The problem is city officials don’t even know how much parking exists in the city. And if you don’t know how much you’ve got, you can’t really plan for current or future demand.
Today, Streetsblog reports that San Francisco became the first major city in the country to complete a comprehensive count of the number of parking spaces that are publicly available.
"Most cities have very little knowledge of their parking inventory," said Rachel Weinberger, a planning professor at the University of Pennsylvania and former transportation policy adviser to New York Mayor Michael Bloomberg. Weinberger called the parking census a "tremendous effort."
"Without the basic knowledge [city planners] have no basis on which to make decisions about future supply policy, about current management policy or even about how their transportation systems are working."
San Francisco found that there are 441,000 parking spaces in the city for 360,000 households, even though a quarter of all households don’t have a car.
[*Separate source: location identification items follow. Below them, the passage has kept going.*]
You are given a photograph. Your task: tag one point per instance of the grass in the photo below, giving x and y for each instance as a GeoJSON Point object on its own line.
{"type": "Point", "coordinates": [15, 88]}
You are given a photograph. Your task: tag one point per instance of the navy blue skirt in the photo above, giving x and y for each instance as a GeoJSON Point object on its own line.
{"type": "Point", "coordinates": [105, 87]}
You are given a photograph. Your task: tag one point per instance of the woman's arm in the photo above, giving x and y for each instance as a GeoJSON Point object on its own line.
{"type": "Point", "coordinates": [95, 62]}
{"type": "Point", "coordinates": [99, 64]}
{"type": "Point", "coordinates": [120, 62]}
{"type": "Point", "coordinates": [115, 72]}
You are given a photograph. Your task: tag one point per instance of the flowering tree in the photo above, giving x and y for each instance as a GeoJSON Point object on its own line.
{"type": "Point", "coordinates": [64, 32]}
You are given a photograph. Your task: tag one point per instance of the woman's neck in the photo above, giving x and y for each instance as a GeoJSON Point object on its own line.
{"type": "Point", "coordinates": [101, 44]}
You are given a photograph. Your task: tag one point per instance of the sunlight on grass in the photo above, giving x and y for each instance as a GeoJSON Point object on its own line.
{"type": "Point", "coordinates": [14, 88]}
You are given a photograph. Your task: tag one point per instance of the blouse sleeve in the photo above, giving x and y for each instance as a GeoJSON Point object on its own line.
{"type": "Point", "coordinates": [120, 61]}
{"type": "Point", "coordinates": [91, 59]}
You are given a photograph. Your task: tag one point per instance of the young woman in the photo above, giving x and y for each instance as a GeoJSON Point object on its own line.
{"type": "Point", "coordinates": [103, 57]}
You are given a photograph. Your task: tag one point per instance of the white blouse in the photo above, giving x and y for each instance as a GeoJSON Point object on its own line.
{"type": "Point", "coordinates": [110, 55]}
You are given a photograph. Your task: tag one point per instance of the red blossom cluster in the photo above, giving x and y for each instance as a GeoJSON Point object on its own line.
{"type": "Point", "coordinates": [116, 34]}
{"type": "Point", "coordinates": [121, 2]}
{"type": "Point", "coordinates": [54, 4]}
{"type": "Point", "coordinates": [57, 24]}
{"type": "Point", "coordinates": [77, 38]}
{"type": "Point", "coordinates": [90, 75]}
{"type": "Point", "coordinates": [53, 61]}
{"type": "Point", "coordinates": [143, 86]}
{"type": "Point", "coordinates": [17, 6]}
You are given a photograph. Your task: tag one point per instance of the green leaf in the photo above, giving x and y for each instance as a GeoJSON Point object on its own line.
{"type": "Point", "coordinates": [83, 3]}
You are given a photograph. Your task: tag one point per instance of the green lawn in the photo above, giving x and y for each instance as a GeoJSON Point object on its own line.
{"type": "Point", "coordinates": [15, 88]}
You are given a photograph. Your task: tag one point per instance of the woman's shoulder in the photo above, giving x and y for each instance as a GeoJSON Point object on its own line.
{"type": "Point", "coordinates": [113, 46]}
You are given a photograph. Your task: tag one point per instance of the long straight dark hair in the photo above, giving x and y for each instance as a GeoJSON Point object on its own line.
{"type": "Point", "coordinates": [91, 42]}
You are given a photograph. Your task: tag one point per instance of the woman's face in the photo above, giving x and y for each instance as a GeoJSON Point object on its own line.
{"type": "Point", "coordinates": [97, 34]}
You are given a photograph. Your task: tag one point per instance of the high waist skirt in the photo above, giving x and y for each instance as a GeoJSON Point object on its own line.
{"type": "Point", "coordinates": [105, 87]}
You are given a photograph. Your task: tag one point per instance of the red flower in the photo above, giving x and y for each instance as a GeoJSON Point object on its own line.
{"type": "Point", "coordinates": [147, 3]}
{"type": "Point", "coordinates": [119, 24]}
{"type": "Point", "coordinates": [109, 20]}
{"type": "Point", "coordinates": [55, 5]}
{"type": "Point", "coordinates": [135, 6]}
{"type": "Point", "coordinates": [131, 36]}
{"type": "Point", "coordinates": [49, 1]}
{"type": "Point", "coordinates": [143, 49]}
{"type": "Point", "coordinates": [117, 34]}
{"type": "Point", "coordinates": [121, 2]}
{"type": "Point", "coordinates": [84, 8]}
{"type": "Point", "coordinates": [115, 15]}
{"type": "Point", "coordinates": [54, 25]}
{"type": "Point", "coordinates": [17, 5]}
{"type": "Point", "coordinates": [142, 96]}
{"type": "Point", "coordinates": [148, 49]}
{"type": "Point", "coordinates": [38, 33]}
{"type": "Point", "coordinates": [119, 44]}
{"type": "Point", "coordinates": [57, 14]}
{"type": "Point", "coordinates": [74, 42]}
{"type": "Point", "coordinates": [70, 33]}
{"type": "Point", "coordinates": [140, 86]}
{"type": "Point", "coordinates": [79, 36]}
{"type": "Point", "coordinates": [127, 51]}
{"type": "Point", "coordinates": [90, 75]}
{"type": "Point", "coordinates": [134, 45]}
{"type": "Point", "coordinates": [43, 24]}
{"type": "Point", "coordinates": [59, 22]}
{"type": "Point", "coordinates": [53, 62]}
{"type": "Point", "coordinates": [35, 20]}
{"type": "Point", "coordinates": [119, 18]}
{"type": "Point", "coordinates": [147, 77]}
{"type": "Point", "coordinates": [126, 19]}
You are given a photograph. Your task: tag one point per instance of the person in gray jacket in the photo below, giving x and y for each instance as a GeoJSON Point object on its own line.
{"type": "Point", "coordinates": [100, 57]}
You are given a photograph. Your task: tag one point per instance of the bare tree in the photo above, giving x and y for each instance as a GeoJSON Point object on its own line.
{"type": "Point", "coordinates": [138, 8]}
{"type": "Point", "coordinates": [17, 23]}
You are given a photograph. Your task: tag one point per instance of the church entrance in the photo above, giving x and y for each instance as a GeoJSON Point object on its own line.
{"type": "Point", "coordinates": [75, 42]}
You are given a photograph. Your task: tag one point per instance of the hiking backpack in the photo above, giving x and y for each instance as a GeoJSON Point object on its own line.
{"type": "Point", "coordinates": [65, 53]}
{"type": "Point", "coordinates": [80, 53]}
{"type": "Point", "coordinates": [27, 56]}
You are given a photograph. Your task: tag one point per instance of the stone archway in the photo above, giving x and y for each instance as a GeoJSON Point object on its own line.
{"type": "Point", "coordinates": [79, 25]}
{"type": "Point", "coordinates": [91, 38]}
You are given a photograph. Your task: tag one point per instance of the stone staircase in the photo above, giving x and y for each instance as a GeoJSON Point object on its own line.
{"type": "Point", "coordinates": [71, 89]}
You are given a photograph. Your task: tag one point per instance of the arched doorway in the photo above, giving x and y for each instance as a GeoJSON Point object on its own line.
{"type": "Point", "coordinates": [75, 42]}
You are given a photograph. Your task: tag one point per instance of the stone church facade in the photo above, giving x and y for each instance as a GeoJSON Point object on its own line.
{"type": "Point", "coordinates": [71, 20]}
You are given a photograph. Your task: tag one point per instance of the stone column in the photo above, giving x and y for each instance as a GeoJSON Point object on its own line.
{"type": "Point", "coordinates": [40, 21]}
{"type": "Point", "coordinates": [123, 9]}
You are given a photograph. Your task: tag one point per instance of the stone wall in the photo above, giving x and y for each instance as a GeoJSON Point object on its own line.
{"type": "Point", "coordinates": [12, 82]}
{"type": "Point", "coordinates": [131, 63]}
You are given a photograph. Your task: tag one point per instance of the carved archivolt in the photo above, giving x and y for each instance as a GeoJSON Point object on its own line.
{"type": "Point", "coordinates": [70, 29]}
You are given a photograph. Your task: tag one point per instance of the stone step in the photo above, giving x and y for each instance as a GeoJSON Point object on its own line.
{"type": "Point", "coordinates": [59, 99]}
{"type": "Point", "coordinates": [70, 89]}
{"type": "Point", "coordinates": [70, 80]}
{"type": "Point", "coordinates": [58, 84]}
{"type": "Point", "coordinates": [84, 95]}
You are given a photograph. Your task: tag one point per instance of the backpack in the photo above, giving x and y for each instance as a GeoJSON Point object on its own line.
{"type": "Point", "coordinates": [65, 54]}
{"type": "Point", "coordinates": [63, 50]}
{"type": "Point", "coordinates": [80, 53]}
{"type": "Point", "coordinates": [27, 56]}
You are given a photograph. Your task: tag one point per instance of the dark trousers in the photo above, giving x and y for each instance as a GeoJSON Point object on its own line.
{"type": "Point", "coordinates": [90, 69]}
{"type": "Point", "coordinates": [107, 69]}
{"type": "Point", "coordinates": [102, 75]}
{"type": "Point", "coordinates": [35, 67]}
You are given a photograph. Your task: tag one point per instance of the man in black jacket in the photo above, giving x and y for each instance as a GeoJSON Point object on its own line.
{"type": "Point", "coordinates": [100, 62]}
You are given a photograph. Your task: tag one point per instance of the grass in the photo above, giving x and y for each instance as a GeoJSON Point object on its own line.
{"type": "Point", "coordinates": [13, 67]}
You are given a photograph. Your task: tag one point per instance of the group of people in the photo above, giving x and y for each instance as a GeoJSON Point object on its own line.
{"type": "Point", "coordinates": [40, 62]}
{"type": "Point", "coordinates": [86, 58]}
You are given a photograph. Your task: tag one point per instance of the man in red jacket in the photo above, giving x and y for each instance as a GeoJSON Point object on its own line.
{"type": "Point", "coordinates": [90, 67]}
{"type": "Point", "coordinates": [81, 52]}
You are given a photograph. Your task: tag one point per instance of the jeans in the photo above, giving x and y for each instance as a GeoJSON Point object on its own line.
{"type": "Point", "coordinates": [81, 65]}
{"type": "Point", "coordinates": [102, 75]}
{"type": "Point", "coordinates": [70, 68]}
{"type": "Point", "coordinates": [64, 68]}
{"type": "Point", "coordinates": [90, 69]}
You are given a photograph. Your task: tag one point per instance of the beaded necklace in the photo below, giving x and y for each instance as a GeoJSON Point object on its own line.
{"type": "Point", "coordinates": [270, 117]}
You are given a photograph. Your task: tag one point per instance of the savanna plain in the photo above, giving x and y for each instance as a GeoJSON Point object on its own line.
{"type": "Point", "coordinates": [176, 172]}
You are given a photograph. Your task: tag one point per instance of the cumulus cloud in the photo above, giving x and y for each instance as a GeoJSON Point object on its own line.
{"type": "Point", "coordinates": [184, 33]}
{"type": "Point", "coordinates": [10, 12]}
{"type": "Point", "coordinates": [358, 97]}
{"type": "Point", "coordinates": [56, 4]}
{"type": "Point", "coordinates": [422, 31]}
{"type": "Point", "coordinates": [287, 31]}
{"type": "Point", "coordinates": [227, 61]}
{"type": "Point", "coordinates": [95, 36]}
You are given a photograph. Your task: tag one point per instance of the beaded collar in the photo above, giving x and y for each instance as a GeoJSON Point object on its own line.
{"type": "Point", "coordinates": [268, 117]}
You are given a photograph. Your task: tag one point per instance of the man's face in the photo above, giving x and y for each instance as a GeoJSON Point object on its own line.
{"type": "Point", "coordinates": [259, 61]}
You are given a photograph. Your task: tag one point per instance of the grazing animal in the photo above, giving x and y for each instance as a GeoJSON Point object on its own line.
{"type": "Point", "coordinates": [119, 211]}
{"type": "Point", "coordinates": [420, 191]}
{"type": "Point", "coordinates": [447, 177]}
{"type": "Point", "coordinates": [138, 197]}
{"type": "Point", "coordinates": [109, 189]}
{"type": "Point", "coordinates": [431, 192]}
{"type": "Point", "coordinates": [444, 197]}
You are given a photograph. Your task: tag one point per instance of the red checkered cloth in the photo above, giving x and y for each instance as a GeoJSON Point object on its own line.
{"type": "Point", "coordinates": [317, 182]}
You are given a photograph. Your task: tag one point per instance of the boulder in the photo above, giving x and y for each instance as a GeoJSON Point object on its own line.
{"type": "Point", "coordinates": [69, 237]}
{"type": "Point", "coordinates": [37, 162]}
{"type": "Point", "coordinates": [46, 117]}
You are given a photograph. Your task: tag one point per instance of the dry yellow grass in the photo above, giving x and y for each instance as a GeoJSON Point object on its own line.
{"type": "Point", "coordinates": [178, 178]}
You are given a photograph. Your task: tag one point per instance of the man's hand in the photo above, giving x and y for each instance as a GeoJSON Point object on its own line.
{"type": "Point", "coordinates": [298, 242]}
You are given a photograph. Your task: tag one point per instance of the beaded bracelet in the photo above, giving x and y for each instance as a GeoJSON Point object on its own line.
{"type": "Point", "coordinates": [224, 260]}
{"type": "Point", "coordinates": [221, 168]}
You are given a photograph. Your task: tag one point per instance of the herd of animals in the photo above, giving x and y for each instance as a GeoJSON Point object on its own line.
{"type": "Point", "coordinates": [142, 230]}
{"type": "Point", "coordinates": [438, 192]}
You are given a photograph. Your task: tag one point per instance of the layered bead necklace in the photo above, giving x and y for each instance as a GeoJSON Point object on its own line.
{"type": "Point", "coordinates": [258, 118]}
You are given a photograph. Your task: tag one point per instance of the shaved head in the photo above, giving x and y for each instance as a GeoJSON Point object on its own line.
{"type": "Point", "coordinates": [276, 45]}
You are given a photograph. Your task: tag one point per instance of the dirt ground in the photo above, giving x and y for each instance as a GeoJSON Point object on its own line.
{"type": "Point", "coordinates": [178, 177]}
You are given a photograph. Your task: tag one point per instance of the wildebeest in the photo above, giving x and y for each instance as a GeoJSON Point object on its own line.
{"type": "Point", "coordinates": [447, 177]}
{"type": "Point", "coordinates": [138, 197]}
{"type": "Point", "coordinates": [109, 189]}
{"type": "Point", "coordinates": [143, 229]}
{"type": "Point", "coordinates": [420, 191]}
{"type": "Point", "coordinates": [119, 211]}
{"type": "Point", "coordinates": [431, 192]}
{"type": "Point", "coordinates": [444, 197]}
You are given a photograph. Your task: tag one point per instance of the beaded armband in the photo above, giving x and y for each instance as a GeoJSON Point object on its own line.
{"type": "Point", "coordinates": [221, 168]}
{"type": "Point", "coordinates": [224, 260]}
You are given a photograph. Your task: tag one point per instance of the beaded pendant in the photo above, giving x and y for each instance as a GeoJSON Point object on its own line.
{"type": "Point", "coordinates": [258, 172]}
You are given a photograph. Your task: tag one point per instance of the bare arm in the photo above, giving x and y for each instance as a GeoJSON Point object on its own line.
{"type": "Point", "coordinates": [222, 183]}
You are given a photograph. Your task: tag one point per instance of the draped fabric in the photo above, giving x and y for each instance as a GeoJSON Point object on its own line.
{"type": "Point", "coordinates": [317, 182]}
The impact of all that parking is huge: the city’s 280,000 on-street spaces take up an area larger than Central Park.
In New York, we simply don’t know how much parking we have and whether it is more or less than we need. To properly plan for an additional one million residents by 2030, we need to consider the impact that parking has on automobile ownership. The more parking that is available, the more likely residents are to drive. Traffic congestion, air quality, environmental sustainability, and the livability of the city’s neighborhoods depends on whether or not the city is able to accommodate this new growth while reducing the rate of automobile ownership in the city.